In French, unfortunately, it’s a lot more complicated. The most common way of expressing the imperative mood in French is with a special form of the verb. Let’s first look at how this verb form is constructed. First you take the present conjugation with TU (singular informal you), NOUS (we) and VOUS (formal you and all plural you). Remember that French verbs are divided into groups according to the ending of their infinitive form.
parler (to speak): tu parles, nous parlons, vous parlez
choisir (to choose): tu choisis, nous choisissons, vous choisissez
lire (to read): tu lis, nous lisons, vous lisez
We next drop the pronouns. Then, in the case of the -er verbs (like parler), we drop the s from the tu form. So the imperative forms of the above verbs would be:
parle, parlons, parlez
choisis, choisissons, choisissez
lis, lisons, lisez
To make a negative form, put ne in front of the verb and pas or rien (nothing) after the verb.
The major complication here is the distinction between the informal you and the formal you or plural you. Since English does not make this distinction, a very common mistake of English speakers in French is to use the singular informal you all the time. For example, a orchestra conductor will say Tiens la note ‘Hold the note’ to the entire orchestra when he or she should really say Tenez la note Here are some examples of the imperative form:
Parle plus fort. Speak louder.
Chante moins fort. Sing less loud.
Choisis la date. Choose the date.
Lis tout le livre. Read the entire book.
Partons tout de suite. Let’s leave right now.
Allons au bureau. Let’s go to the office.
Ne disons rien pour l’instant. Let’s not say anything for now.
Ne parlons pas de religion. Let’s not talk about religion.
Venez maintenant. Come now.
Donnez-moi de l’air. Give me some air.
Ne partez pas avant demain. Don’t leave before tomorrow.
As is usual in French, there are some irregular verbs with their special forms. The two most important verbs in the French language with their imperatives are:
ETRE (to be): sois, soyons, soyez
AVOIR (to have): aie, ayons, ayez
Here of some examples of their usage:
Sois courageux. Be brave.
Soyez vigilants. Watch out.
Soyons prudents. Let’s be careful.
Ne soyez pas modestes. Don’t be modest.
Aie du plaisir. Have fun.
Ayez du coeur. Have heart.
Ayons de la force. Let’s be strong.
N’ayons pas peur de lui parler. Let’s not be afraid of talking to him.
Then there are the so-called reflexive verbs where you have to insert a pronoun. Here are some examples:
Couche-toi ici. Lie down here.
Lave-toi les mains. Wash your hands.
Levons-nous plus tard.Let’s get up later.
Allongeons-nous ici .Let stretch out here.
Parlez-vous maintenant.Talk to each other.

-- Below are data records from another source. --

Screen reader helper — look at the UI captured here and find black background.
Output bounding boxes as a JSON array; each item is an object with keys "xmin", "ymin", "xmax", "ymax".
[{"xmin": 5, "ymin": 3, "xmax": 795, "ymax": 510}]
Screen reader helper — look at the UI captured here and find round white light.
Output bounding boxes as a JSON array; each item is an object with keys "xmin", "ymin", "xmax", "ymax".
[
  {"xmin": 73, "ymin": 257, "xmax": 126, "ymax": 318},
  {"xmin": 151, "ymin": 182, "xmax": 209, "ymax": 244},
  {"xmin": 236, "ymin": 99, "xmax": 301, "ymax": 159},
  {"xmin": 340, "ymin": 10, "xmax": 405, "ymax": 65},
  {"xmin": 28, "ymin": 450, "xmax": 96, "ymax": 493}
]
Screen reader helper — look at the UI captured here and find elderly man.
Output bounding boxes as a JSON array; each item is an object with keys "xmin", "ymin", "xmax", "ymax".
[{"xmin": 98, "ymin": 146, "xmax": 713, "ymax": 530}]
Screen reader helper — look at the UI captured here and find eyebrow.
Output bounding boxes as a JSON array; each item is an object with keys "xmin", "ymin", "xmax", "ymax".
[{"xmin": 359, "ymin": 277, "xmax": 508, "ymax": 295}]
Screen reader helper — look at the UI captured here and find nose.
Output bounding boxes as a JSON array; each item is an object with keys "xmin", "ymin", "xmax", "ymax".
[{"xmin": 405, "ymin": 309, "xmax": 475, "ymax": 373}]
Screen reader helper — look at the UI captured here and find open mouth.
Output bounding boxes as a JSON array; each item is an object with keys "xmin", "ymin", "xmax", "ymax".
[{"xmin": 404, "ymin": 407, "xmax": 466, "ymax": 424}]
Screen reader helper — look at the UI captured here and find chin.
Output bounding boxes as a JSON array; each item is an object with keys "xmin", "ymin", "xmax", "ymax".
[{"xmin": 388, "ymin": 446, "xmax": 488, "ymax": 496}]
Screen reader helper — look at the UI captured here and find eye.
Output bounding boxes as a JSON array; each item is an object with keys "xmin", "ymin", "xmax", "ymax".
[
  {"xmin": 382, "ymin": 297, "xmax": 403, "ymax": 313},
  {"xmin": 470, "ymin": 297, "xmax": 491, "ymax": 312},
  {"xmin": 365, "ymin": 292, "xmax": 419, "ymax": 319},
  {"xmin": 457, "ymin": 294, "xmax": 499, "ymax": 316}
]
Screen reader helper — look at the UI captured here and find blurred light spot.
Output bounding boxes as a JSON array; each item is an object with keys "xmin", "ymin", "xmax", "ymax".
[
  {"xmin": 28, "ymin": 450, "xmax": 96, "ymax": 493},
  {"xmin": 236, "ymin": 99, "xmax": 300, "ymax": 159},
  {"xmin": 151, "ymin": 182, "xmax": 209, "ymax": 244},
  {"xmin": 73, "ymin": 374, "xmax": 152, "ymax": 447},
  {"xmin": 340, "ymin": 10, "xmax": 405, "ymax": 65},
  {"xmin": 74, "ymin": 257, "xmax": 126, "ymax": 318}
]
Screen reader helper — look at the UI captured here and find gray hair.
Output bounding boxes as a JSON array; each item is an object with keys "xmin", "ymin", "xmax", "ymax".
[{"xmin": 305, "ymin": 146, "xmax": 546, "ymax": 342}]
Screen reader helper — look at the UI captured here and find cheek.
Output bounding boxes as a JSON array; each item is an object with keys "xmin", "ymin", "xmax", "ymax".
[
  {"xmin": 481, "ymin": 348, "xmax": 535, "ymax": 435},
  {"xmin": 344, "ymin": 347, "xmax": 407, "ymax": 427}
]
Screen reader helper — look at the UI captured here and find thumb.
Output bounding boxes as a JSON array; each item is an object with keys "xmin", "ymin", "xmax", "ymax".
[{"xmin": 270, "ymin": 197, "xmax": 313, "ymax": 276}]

Notice how the negative is formed
Ne te couche pas ici. Don’t lie down here.
Ne te lave pas les mains. Don’t wash your hands.
Ne nous levons pas plus tard. Let’s not get up later.
Ne vous parlez pas maintenant. Don’t talk to each other now.
Using the imperative in French is not easy. There’s a lot to learn. Once you understand how it works, keep practicing until it becomes second nature.